To look at a few relevant roles (data engineer, data analyst, and machine learning roles) more closely, we grouped job titles into a bucket and determined the most common skills they need to have:

job_grouping <- all_data %>%
  group_by(group_title) %>%
  count(job_skills) %>%
  filter(n > 500, group_title == "data engineer") %>%
  arrange(group_title, desc(n)) %>%
  head(5)

ggplot(job_grouping, aes(x = reorder(job_skills,n),n,job_skills, fill = job_skills)) +
  geom_bar(stat = "identity", position = "dodge") +
  labs(title = "Data Engineer Job Skills Needed") +
   xlab("Job Skills") +
   ylab("# of counts")

job_grouping_data <- all_data %>%
  group_by(group_title) %>%
  count(job_skills) %>%
  filter(n > 500, group_title == "data analyst") %>%
  arrange(group_title, desc(n)) %>%
  head(5)

ggplot(job_grouping_data, aes(x = reorder(job_skills,n),n,job_skills, fill = job_skills)) +
  geom_bar(stat = "identity", position = "dodge") +
  labs(title = "Data Analyst Job Skills Needed") +
   xlab("Job Skills") +
   ylab("# of counts")

job_grouping_ml <- all_data %>%
  group_by(group_title) %>%
  count(job_skills) %>%
  filter(n > 100, group_title == "machine learning") %>%
  arrange(group_title, desc(n)) %>%
  head(5)

ggplot(job_grouping_ml, aes(x = reorder(job_skills,n),n,job_skills, fill = job_skills)) +
  geom_bar(stat = "identity", position = "dodge") +
  labs(title = "Machine Learning Job Skills Needed") +
   xlab("Job Skills") +
   ylab("# of counts")

For Data Engineers and Machine Learning positions, Python is the most requested skill. For Data Analysts, SQL is the most common.

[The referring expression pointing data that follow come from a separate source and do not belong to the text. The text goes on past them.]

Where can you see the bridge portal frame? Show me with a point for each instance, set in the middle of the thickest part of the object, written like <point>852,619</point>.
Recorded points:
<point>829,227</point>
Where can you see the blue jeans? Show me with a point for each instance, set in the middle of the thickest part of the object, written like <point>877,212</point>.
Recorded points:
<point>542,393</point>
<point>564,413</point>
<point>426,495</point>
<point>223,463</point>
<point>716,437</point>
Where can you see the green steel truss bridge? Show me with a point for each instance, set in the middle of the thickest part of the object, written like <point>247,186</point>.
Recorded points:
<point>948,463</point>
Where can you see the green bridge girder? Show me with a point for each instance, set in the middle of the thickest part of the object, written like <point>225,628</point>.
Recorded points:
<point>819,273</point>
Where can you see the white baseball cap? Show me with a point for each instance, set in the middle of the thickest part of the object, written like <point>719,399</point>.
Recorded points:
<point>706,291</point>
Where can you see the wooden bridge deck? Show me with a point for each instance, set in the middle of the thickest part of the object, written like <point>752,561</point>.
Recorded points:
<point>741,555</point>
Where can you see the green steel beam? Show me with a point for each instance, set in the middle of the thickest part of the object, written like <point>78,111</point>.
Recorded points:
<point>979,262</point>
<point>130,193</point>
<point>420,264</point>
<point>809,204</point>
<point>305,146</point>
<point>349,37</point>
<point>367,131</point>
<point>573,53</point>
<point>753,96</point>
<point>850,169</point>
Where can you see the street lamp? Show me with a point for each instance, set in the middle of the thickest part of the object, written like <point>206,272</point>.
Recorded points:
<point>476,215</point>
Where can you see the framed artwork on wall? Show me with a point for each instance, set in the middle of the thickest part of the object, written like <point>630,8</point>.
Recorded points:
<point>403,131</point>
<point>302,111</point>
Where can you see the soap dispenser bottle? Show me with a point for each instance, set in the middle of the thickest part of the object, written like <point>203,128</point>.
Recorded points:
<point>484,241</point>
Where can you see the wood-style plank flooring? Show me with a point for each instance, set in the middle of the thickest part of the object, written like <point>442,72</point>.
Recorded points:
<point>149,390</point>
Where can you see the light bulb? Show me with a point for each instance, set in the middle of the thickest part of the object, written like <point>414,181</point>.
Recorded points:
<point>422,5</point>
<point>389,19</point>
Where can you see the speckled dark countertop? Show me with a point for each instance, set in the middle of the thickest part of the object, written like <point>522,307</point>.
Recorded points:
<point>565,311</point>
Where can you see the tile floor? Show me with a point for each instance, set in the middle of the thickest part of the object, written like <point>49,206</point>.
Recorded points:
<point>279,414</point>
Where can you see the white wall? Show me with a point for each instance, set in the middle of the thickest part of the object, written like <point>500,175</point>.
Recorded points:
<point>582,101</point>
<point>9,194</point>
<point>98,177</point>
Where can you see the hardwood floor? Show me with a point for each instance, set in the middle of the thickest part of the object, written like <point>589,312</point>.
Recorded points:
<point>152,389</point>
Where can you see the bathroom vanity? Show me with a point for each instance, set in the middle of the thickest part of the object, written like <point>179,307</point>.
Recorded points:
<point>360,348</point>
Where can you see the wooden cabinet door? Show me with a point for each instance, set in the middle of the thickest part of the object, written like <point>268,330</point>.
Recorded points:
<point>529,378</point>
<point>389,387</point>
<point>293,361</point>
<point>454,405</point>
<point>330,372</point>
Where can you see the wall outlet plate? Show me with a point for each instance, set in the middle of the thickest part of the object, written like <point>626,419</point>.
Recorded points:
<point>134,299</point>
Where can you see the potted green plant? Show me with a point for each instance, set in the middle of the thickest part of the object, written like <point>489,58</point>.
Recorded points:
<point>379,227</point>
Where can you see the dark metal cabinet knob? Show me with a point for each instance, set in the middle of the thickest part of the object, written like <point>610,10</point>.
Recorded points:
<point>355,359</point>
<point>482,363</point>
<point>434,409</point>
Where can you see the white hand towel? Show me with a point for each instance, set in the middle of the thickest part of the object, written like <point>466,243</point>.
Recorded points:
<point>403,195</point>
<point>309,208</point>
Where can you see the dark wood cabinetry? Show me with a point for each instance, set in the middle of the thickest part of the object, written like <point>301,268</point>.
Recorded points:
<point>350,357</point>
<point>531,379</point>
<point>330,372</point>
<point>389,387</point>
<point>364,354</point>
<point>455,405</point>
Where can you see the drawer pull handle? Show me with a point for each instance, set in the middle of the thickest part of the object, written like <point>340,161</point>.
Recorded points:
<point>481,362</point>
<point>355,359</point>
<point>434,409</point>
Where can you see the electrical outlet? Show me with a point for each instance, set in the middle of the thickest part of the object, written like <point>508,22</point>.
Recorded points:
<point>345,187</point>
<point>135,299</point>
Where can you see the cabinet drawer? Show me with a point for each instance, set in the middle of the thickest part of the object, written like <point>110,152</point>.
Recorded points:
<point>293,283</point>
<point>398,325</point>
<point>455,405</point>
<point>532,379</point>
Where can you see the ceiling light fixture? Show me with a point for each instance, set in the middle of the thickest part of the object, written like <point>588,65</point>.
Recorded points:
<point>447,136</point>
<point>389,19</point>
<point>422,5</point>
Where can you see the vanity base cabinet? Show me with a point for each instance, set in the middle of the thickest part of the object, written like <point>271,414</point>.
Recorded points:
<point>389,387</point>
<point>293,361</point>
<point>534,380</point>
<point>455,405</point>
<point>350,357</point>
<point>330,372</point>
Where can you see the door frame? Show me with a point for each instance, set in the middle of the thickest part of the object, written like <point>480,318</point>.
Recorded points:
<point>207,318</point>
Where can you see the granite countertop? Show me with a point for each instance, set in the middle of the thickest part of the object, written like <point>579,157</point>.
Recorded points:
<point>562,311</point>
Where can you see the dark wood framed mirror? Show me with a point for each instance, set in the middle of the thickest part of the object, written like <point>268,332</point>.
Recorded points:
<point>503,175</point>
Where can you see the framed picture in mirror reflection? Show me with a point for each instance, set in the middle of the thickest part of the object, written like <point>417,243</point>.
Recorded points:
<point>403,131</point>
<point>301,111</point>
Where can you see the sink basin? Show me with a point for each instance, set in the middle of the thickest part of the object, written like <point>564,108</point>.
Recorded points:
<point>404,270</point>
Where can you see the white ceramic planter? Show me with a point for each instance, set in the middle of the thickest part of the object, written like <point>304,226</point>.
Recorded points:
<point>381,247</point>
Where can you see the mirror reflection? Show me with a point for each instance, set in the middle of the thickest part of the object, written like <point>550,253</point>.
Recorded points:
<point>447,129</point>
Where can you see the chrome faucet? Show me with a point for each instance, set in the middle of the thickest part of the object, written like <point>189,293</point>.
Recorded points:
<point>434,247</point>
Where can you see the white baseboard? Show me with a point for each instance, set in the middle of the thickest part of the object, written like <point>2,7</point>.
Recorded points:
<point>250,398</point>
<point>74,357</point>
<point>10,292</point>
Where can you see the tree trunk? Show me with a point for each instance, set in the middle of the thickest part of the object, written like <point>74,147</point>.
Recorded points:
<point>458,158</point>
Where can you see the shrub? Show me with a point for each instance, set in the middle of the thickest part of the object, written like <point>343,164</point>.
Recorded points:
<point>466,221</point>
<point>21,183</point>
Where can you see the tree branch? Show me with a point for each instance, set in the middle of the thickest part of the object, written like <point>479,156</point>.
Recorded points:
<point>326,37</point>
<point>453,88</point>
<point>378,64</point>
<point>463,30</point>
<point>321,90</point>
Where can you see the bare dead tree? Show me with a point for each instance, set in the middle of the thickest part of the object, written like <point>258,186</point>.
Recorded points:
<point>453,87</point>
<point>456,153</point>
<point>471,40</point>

What are the skills for data scientist depending on their seniority level?

seniority_assoc <- all_data %>%
  filter(group_title =="data scientist") %>%
  filter(job_level == "Associate") %>%
  select(job_level, job_skills) %>%
  count(job_skills)%>%
  arrange(desc(n)) %>%
  head(10)

seniority_mid <- all_data %>%
  filter(group_title =="data scientist") %>%
  filter(job_level == "Mid senior") %>%
  select(job_level, job_skills) %>%
  count(job_skills)%>%
  arrange(desc(n)) %>%
  head(10)

seniority_assoc

## # A tibble: 10 × 2
##    job_skills                n
##    <chr>                 <int>
##  1 " Python"                61
##  2 " SQL"                   45
##  3 " R"                     37
##  4 " Machine Learning"      36
##  5 "Data Science"           28
##  6 " Statistics"            26
##  7 " Data Visualization"    24
##  8 " Tableau"               21
##  9 " Communication"         20
## 10 " Hadoop"                18

seniority_mid

## # A tibble: 10 × 2
##    job_skills                n
##    <chr>                 <int>
##  1 " Python"               566
##  2 " SQL"                  437
##  3 " Machine Learning"     359
##  4 " R"                    354
##  5 "Data Science"          299
##  6 " Statistics"           267
##  7 " Data Visualization"   202
##  8 " Communication"        184
##  9 " Spark"                162
## 10 " Tableau"              161

Based on seniority level, the most common skill for associate data scientists is SQL, while for mid-senior level it is Python.

Top 30 job skills

We created a word cloud to give a simpler view on which skills are most asked for by employers. The top skills are Python and SQL, followed by communication.

Conclusion

Based on our analysis and findings, we believe that the most valued data science skills are Python, SQL, and Machine Learning.